The Ministry of Sports and Culture (MINISPOC) has refuted claims that the recent sacking of the national team head coach Johnny McKinstry was done without following the law. The ministry’s Permanent Secretary, Lt. Col. Patrice Rugambwa said that the decision fully complied with the terms of the contract.
In an interview with Saturday Sport on Friday, Rugambwa insisted that prior to the sacking, McKinstry was notified before an official communiqué was issued.
“In his contract, there was a clause which states that he would lose his job anytime the team’s performance is not satisfactory, and when you see where he found the team and where it is now, it was enough to cancel the contract,” said Rugambwa.
The 30-year old Irishman was sacked on Thursday last week, only four months into his new two-year contract that would see him in charge of Amavubi until 2018.

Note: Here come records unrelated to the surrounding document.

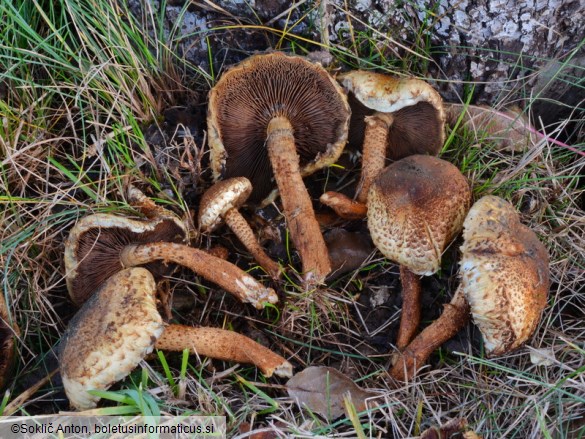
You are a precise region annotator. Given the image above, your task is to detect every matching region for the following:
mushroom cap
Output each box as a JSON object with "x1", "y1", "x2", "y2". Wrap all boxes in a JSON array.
[
  {"x1": 1, "y1": 294, "x2": 18, "y2": 390},
  {"x1": 459, "y1": 195, "x2": 550, "y2": 356},
  {"x1": 339, "y1": 70, "x2": 445, "y2": 160},
  {"x1": 367, "y1": 155, "x2": 471, "y2": 275},
  {"x1": 64, "y1": 212, "x2": 187, "y2": 306},
  {"x1": 198, "y1": 177, "x2": 252, "y2": 232},
  {"x1": 59, "y1": 267, "x2": 164, "y2": 410},
  {"x1": 207, "y1": 52, "x2": 350, "y2": 202}
]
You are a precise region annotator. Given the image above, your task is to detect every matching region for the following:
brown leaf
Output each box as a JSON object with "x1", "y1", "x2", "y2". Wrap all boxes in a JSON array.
[
  {"x1": 418, "y1": 418, "x2": 469, "y2": 438},
  {"x1": 444, "y1": 103, "x2": 537, "y2": 152},
  {"x1": 286, "y1": 366, "x2": 373, "y2": 421}
]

Following his sacking, McKinstry released a statement crying foul over the nature in which he was sacked claiming he first heard news about his sacking in the media. In the statement he further said the specific reasons behind the decision to sack him were not made fully clear to him.
According to Rugambwa, McKinstry, who still had had 20 months remaining on his contract, will be compensated only one month as stipulated in the contract. It is reported that the former Sierra Leone head coach was earning US$11,000 per month.

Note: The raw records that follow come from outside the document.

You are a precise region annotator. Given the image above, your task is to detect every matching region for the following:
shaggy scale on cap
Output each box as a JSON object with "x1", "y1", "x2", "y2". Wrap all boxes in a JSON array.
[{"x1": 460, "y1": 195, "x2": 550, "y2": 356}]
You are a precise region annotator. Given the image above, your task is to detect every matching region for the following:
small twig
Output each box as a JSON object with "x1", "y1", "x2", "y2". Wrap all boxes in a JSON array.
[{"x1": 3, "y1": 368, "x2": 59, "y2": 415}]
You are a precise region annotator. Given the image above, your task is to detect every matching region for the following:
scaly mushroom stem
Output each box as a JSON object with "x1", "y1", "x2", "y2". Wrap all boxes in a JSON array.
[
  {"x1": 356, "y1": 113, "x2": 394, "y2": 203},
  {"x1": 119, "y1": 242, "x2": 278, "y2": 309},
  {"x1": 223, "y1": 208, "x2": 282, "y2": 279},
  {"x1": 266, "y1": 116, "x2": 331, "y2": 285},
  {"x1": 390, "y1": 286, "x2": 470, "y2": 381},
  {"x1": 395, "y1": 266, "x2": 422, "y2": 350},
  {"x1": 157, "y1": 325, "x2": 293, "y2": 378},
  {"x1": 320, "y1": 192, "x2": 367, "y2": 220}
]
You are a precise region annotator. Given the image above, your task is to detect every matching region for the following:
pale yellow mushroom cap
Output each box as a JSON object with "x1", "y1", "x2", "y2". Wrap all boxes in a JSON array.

“We are yet to give him his one month compensation but of course we shall settle him as soon as possible after all, it not even two weeks since he lost his job,” said Rugambwa.

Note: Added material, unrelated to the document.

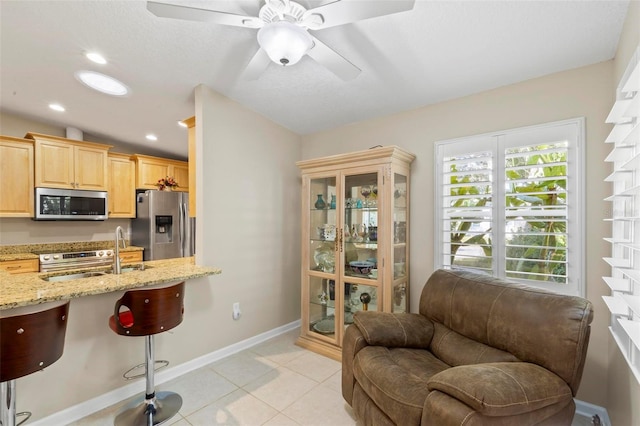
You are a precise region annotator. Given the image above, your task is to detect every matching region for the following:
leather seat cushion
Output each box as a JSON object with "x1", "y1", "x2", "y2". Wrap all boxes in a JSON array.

When Saturday Sport contacted McKinstry, he said, “I have nothing to comment on that other than the statement that we put out last week.”
His sacking has been mainly attributed to a double loss to Mauritius 1-0 in March, as well as 3-2 loss to Mozambique in June which resulted in the decline in the FIFA/Coca-Cola rankings, where Rwanda is ranked a lowly 121st in the latest ranking released earlier this month.
McKinstry took over when Amavubi was ranked 68th globally under Englishman Stephen Constantine, the country’s highest ever ranking.